Although it begins with a precise date (1931) and location (Chicago) and features a real historical figure (Al Capone), 'Tintin In America' is Herge's tribute to the mythical America of dime novels and silent serials (especially gangster stories and Westerns). There's a real 'Perils Of Pauline' quality to Tintin's misadventures, which see the young reporter and his faithful terrier Snowy attempt to clean Chicago of gangsters, and which includes trapdoors, underground passages, falls from cliffs broken by handy branches, tetherings to railway lines etc. On their arrival, the pair are plunged into a hectic series of mishaps - they are kidnapped by a mob stooge in a steel-shuttered limousine; sawing their way out, they are met by police, and give chase; just as the nabbed hood is about to squeal, he is knocked out by a boomerang, whose owner they pursue in a gun-stuttering chase which ends in the first of many vehicular accidents. Throughout, Tintin will be gassed, dumped into Lake Michigan, shot at by a professional sniper, captured by Red Indians, have his brakeless train dynamited, and be thrown into a mincer. Welcome to America!
The simple-minded pleasures of these melodrama cliches are supplemented by a sophisticated and often quite savage critique on modern America (having tackled Bolshevik Russia in the previous adventure), an America on the brink of globalising superpowerdom, a critique that invokes the past to indict the present. The Red Indian sequence at first seems in dubious taste, with the warriors easily manipulated by a gang leader into mutilating Tintin - their knee-jerk savagery and comical rituals are the sad cliches of many a Western. But in the book's most perturbing sequence, Tintin accidentally hits oil on their land; they are speedily thrown off the reservation, and oil wells, banks and a new city erected in its place; a brilliant, shocking encapsulation of the long and terrible history that underlies bright modern America. The gangster epidemic is linked to police and presidential corruption, while the tendency of famed American democracy and justice to degenerate into mob rule and lynching is unflinchingly pinpointed, as are the ecological crimes of big business. In fact, Herge sees American capitalism as a form of cannibalism - a sausage-grinding plant is a front for disposing of gangland enemies, their flesh mingled with animal meat for sale (the leader of the gang is a dead ringer for Foucault!). Conversely, Tintin is at one point rescued by a labor strike! One frame must have registered on the young Jean-Luc Godard, in which Tintin passes a landscape of car-wreckage overlooked by advertising hoardings. The irony of the story is that America, once so new, innocent, a beacon of hope where the world's oppressed could find refuge, has become as corrupt as the Old World, to which Tintin must return ito protect HIS innocence.

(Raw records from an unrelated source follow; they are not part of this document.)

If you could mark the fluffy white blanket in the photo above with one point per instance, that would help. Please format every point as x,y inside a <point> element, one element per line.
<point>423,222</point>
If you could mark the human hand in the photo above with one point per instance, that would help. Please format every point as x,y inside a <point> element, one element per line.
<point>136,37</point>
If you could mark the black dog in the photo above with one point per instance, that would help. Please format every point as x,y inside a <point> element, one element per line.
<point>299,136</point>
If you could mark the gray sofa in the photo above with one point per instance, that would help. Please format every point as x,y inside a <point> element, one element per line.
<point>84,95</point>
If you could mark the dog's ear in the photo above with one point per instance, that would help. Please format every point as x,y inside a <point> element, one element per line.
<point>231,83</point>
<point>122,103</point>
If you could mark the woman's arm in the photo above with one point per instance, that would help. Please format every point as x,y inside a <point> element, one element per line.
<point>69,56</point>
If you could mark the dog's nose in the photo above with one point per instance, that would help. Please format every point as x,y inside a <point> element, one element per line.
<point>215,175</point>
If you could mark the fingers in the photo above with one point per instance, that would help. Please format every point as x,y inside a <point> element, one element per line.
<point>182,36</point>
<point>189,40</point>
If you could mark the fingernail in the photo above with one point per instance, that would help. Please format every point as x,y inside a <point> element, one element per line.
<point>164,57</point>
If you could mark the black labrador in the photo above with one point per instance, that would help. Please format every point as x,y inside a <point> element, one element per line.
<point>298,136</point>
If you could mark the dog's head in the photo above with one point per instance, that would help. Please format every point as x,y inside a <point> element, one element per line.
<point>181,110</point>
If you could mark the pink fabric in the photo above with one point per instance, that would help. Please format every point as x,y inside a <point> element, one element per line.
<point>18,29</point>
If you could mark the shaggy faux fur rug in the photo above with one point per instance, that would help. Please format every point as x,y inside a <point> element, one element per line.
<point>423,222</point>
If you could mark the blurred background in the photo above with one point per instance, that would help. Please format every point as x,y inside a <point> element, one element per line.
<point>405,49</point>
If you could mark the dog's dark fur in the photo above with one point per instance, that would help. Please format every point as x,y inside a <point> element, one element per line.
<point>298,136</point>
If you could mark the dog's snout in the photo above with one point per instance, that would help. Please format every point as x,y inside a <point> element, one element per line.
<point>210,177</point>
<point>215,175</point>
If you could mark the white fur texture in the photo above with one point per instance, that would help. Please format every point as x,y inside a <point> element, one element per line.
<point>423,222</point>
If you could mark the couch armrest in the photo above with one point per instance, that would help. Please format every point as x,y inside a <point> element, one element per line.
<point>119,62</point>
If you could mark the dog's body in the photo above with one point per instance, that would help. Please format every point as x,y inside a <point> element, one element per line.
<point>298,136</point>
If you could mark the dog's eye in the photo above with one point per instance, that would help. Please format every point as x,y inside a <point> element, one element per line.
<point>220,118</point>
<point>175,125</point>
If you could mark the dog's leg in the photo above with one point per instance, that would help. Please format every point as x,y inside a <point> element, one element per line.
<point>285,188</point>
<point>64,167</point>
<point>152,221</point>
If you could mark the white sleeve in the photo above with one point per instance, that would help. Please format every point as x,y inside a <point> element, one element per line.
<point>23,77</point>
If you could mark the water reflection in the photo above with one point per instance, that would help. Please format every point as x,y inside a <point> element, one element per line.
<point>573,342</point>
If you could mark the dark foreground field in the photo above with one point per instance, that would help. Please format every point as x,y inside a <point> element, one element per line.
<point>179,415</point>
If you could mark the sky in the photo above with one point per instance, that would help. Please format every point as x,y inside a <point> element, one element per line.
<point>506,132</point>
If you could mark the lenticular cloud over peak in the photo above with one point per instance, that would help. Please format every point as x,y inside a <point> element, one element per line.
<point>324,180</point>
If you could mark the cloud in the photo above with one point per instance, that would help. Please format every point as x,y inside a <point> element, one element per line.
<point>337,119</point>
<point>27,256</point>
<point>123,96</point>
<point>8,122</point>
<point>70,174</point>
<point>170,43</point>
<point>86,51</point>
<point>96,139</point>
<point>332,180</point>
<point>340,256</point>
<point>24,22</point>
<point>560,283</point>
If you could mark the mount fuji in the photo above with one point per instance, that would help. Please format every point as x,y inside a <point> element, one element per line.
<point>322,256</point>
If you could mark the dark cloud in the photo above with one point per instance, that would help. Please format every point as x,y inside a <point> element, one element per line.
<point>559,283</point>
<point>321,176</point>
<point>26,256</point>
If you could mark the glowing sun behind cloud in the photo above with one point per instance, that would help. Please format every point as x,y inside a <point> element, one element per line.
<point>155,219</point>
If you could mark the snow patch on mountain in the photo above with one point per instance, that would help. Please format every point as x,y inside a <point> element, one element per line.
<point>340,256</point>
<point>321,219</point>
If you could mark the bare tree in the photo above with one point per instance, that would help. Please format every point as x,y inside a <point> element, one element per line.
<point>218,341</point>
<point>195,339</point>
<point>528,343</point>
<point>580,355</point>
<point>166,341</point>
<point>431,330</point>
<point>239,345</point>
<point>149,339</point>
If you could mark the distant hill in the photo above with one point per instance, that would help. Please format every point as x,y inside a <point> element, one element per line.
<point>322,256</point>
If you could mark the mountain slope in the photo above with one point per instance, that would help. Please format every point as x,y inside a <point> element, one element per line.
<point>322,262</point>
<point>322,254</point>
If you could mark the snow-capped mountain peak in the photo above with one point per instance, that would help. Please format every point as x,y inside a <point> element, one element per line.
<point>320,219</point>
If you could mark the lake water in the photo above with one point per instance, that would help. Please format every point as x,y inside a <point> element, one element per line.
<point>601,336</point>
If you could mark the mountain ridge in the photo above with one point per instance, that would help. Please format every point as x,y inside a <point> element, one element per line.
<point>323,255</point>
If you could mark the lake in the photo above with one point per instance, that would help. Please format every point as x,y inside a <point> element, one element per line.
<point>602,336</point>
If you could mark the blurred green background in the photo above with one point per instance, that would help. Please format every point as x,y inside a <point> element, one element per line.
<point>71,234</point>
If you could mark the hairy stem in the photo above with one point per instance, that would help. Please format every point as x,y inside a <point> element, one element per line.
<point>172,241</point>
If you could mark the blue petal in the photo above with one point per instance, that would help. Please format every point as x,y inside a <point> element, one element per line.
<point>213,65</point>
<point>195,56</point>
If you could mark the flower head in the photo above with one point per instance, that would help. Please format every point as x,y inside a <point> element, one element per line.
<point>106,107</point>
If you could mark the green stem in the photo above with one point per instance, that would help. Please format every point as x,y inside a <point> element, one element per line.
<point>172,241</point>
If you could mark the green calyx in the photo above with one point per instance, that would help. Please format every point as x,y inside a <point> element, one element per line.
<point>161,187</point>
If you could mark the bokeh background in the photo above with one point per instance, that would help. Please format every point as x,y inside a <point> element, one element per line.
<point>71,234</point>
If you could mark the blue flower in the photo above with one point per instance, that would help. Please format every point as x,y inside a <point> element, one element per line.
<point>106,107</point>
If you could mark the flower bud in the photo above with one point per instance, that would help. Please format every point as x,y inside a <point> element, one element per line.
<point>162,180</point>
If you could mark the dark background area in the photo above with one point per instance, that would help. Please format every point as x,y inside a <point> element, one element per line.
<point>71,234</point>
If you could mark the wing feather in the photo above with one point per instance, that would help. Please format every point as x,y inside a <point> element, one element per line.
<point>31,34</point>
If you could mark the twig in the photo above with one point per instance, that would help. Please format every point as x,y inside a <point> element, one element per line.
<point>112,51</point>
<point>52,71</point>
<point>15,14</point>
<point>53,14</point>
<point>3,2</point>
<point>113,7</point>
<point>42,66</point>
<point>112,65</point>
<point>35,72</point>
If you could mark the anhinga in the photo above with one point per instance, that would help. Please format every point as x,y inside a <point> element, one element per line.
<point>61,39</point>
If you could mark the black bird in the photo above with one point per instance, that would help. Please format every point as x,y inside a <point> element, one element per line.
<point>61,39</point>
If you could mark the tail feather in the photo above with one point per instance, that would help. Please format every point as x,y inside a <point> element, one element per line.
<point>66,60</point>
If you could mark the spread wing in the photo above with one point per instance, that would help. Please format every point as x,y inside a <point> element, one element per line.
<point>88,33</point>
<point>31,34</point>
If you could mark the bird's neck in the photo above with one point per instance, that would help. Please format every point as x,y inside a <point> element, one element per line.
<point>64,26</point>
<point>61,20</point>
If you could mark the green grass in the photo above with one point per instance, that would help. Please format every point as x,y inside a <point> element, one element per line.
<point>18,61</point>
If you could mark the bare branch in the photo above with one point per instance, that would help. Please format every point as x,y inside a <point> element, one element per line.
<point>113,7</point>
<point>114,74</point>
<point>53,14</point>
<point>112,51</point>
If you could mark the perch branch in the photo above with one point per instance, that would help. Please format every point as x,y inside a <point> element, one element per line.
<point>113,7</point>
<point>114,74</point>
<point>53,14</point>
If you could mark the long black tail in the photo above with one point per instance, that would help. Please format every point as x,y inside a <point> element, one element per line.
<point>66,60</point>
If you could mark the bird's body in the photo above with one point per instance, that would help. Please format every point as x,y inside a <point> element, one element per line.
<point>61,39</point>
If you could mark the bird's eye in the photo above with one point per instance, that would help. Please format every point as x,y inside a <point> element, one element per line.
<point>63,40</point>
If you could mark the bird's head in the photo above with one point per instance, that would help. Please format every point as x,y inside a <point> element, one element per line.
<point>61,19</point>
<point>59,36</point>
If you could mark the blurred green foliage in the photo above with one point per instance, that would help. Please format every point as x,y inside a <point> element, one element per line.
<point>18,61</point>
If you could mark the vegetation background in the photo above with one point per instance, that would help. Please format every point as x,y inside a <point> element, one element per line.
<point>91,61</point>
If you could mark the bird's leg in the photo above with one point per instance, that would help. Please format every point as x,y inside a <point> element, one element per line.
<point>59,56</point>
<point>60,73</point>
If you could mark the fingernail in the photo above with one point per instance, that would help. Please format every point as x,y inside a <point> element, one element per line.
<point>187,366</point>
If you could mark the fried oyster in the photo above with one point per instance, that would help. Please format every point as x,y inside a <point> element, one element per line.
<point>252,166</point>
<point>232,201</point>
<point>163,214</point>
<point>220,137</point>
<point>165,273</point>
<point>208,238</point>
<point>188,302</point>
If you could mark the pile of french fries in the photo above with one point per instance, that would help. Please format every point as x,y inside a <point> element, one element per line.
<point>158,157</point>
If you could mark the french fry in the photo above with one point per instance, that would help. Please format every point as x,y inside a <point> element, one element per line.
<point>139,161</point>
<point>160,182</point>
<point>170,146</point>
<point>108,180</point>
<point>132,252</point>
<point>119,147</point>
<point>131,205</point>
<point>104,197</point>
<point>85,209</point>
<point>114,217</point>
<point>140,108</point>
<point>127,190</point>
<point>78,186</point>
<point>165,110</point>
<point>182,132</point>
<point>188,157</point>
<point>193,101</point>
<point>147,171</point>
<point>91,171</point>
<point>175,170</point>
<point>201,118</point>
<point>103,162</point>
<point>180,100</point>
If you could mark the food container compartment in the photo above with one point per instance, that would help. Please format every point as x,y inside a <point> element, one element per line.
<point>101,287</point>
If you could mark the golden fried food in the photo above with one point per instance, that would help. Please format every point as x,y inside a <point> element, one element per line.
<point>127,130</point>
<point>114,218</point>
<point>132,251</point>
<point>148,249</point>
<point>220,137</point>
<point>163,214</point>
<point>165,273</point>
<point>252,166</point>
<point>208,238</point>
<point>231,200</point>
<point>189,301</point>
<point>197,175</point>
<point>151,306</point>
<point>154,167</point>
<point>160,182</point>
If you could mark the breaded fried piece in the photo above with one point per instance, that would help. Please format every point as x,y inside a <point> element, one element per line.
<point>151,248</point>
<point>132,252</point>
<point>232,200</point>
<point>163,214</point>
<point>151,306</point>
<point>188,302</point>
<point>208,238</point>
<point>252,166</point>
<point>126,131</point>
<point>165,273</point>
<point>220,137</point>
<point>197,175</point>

Herge's satirical instinct does not preclude a great love for the LOOK of America, with its precisionist skyscraperscapes, and vast prairie spaces. Herge deliberately streamlines his animation, drawing in bold, uncluttered strokes and strong, bright colours, giving some indication of the size and modernity of America, as well as its anonymity, conformity and assembly line mentality. The nocturnal scenes, in which the overall brightness becomes deeply mysterious, are particularly beautiful. I dare anyone who views the flabbergasting scene of Tintin clambering across an endless skyscrapter not to feel dizzy. Within his frames, Herge creates an extraordinary dynamism of movement. I particularly love it when characters walk on the border of the frame, as if getting ready to leap from it.